BEIJING -- A 70-year-old petition published Wednesday about a real estate dispute in East China's Nanjing City has provided a glimpse into the comfort women trade during Japan's World War II invasion.

Photos of Huang's hand-written petition and the government investigation report were published on the website of China's State Archives Administration (SAA) Wednesday as part of the videos and archives documenting women forced into prostitution by the Japanese.

The petition was submitted by Huang Huifeng, who owned a three-floor family townhouse on a commercial street in Nanjing, to the city government in November 1945, a few months after Japan's surrender and the end of WWII.

Huang accused Japanese national Hideyoshi Nobuyoshi of seizing his house in 1937, when he and his family fled Nanjing after the war broke out, and refusing to move out when they returned a few months later. Although Nobuyoshi agreed to pay rent, he stopped making payments in July 1938.
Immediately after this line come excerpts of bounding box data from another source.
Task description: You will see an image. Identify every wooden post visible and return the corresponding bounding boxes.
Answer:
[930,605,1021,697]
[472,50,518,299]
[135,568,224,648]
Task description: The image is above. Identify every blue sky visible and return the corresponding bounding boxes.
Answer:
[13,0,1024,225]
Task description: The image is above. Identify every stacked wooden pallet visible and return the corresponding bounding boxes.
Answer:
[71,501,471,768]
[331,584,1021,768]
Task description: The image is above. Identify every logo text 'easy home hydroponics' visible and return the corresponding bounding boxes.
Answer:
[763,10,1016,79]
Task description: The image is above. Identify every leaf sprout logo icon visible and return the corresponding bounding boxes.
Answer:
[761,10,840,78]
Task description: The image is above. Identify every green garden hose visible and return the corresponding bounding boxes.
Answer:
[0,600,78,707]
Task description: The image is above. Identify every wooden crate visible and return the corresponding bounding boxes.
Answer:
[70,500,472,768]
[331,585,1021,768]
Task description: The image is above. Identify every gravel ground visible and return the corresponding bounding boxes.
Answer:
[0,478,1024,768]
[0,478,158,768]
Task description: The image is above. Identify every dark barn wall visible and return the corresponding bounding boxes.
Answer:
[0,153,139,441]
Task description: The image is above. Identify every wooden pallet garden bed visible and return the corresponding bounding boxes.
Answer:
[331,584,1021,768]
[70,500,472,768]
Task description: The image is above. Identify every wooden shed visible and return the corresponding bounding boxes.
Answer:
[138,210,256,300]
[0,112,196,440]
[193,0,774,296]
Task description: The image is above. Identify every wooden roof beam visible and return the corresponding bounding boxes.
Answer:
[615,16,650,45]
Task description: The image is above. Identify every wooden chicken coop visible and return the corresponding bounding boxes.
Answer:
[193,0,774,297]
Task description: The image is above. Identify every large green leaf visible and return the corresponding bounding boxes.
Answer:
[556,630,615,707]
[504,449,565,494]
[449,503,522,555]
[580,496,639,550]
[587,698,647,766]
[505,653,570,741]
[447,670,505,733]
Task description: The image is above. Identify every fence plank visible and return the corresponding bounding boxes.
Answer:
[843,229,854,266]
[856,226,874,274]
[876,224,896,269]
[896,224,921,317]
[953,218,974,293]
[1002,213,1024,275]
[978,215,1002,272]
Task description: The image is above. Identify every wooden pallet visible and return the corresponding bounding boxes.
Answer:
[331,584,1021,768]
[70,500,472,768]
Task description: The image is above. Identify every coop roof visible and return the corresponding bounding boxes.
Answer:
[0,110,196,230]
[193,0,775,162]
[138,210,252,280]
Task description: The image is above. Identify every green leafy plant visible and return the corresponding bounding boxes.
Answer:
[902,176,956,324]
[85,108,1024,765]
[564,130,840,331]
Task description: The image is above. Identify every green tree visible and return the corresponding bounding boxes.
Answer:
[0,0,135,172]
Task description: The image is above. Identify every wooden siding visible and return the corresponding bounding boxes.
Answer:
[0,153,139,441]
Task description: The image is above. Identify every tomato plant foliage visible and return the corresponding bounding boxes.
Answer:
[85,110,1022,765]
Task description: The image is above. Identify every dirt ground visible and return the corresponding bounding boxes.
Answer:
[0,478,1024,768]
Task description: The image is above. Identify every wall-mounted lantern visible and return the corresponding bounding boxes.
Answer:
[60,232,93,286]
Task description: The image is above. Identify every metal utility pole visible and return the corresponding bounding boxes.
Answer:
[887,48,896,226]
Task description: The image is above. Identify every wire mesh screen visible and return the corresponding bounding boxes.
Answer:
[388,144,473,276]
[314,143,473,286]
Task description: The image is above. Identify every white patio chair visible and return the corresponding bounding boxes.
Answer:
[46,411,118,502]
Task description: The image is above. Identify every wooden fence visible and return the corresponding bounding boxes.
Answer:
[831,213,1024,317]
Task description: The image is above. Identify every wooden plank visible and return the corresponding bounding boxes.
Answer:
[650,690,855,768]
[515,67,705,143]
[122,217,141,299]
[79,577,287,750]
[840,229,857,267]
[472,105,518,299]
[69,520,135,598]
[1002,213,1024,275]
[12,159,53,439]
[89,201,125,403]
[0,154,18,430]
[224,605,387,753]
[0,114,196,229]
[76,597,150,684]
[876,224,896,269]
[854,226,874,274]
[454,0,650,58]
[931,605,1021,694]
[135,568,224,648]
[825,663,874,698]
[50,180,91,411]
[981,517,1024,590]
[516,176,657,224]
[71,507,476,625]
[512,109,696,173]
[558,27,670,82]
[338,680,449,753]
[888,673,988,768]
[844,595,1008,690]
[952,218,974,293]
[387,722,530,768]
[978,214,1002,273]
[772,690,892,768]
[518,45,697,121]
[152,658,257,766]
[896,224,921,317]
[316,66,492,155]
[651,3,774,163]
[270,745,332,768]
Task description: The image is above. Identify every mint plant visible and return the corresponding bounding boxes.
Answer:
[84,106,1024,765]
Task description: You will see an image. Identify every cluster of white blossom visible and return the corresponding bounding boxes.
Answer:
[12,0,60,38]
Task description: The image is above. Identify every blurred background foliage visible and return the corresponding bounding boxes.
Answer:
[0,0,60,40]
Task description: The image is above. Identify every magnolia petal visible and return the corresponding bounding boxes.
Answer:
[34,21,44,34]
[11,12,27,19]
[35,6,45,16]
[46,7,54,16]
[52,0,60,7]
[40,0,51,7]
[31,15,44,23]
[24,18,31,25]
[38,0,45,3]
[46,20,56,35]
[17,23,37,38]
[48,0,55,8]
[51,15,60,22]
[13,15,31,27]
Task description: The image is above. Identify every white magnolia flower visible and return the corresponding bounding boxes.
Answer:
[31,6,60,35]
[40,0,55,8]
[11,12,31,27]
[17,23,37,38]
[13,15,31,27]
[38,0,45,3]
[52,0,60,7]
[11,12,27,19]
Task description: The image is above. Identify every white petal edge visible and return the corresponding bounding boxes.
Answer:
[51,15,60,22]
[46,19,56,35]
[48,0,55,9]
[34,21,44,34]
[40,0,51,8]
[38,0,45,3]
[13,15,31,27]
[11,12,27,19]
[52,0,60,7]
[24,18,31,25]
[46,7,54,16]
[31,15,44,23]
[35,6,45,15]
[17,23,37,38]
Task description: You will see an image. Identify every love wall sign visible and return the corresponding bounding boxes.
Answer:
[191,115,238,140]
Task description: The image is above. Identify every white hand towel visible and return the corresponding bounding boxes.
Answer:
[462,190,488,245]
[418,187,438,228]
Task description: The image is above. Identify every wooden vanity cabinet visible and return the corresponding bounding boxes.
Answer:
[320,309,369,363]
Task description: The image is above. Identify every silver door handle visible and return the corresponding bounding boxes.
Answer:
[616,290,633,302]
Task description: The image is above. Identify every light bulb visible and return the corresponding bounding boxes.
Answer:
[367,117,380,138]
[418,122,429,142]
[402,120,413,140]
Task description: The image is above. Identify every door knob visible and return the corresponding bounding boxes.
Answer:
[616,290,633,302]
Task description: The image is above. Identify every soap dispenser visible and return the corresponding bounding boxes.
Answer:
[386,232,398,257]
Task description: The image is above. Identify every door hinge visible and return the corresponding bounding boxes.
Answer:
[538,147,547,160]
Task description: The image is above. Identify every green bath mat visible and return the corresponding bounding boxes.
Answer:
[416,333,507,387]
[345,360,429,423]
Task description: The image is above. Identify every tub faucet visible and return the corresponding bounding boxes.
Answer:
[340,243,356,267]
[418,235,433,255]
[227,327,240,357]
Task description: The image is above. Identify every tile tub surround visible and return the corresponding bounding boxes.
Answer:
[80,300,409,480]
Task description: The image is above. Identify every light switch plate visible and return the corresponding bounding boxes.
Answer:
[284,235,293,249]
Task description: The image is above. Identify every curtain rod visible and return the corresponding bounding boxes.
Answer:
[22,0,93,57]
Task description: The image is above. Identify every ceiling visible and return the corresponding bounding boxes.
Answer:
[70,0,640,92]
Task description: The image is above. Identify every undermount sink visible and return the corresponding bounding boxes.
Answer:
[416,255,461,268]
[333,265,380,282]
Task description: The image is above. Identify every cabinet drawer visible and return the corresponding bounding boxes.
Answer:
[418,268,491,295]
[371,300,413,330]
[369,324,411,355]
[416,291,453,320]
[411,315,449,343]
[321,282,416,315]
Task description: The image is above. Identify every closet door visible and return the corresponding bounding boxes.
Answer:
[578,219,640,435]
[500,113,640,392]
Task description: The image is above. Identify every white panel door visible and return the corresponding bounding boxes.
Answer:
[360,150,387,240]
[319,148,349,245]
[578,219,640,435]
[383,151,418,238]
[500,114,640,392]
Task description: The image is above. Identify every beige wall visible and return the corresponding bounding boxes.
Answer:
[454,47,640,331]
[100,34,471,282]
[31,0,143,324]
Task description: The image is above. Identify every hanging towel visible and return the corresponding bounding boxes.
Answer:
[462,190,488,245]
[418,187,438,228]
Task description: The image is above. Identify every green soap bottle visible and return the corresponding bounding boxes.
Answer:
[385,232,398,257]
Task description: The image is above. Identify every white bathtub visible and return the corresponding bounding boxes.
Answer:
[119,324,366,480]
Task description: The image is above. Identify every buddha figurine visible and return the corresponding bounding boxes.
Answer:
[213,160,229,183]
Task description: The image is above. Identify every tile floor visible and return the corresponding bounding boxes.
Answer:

"Nobuyoshi opened a private club at my house, which contained a brothel holding comfort women and serving Japanese soldiers," Huang wrote.

The Nanjing government's investigation confirmed that Huang's house had been used as a "comfort station," a military brothel where women were forced into prostitution.

Euphemistically named "comfort women," an estimated 200,000 women were forced into sexual servitude by Japanese troops during WWII.

After its defeat, Japan destroyed many of the related records and documents, and little evidence survives today to confirm and detail the plight of "comfort women."

Only a handful of them are still alive and few have publicly admitted their painful past. Thousands took their secret to the grave without receiving an apology or compensation from Japan.